09-29-2022 01:19 PM
I have spent the last 2 days bashing my head on his without success... We are changing an existing GP VPN from internal Radius authentication (plus other methods) to an external Azure SAML authentication. I have setup a SAML Server Profile and an Authentication Profile, set the GP Gateway to user SAML authentication, but the GP client always hangs at "Still Working..." after authenticating, it never successfully connects.
The PA GlobalProtect logs show a gateway-prelogin, but no further events. The PA System logs show a client redirect to the SAML authority and successful assertion back. The Azure SSO shows successful login event. But the GP client never completes the connection.
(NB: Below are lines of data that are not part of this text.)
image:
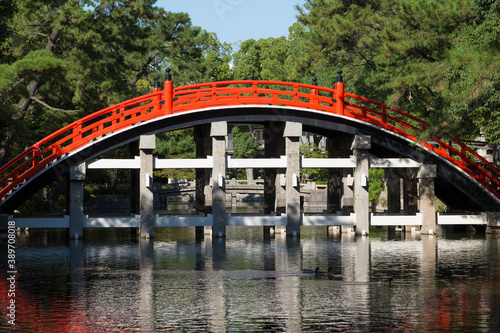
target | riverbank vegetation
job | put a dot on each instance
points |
(61, 60)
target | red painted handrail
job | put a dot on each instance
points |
(226, 93)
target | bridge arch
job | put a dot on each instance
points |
(321, 110)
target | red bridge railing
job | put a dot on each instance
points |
(226, 93)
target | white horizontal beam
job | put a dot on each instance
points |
(112, 222)
(184, 163)
(184, 221)
(329, 220)
(261, 220)
(382, 163)
(241, 163)
(327, 162)
(115, 163)
(462, 219)
(41, 222)
(395, 220)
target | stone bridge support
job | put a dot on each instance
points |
(203, 193)
(426, 175)
(218, 134)
(77, 176)
(292, 134)
(274, 189)
(360, 146)
(146, 146)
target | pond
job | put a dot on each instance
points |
(392, 282)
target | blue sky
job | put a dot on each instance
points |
(238, 20)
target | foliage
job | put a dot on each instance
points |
(316, 174)
(245, 145)
(67, 58)
(177, 145)
(376, 187)
(435, 59)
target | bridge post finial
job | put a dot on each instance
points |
(339, 76)
(168, 89)
(168, 76)
(157, 82)
(339, 88)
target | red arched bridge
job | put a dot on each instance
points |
(464, 180)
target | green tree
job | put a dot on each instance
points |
(245, 145)
(177, 145)
(394, 51)
(68, 58)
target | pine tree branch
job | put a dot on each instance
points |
(8, 91)
(50, 107)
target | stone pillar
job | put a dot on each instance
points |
(410, 194)
(292, 134)
(347, 201)
(426, 175)
(393, 191)
(135, 193)
(338, 147)
(493, 223)
(361, 146)
(218, 133)
(146, 145)
(274, 192)
(76, 184)
(203, 149)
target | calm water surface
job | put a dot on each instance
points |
(251, 284)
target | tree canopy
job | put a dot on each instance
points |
(60, 60)
(64, 59)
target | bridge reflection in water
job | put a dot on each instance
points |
(361, 133)
(248, 283)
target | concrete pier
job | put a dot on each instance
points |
(426, 175)
(410, 194)
(75, 201)
(360, 146)
(292, 134)
(274, 193)
(218, 134)
(146, 146)
(203, 194)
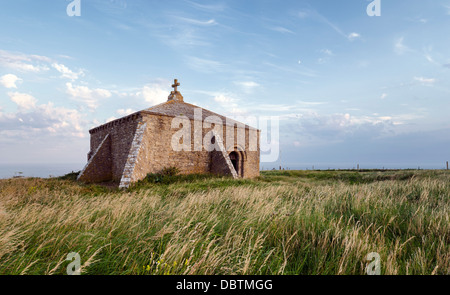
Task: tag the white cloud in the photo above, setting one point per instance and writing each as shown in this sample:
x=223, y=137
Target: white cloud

Using the built-in GP client browser (apparently IE), the first time I tried I got a user/pass login prompt, I have never subsequently received that. Setting the client configs to use the default system browser I get a browser SSO login page, authenticate, and PaloAlto successful login page with popup to launch GlobalProtect, but the client never connects. If I use SAML authentication on the Portal and anything else on the Gateway (i.e. cert/Radius/etc.) the SAML login to the Gateway works fine and the Portal login also works (on the alternate method). SAML just never completes on the Gateway.
I suspect this has something to do with website blocking when not connected to the VPN (always-on mode, block all traffic when not connected), but I have already added all relevant FQDNs to the bypass list, or something to do with the Attributes&Claims returned by Azure SSO. But so far I have not been able to find/change anything that makes a difference.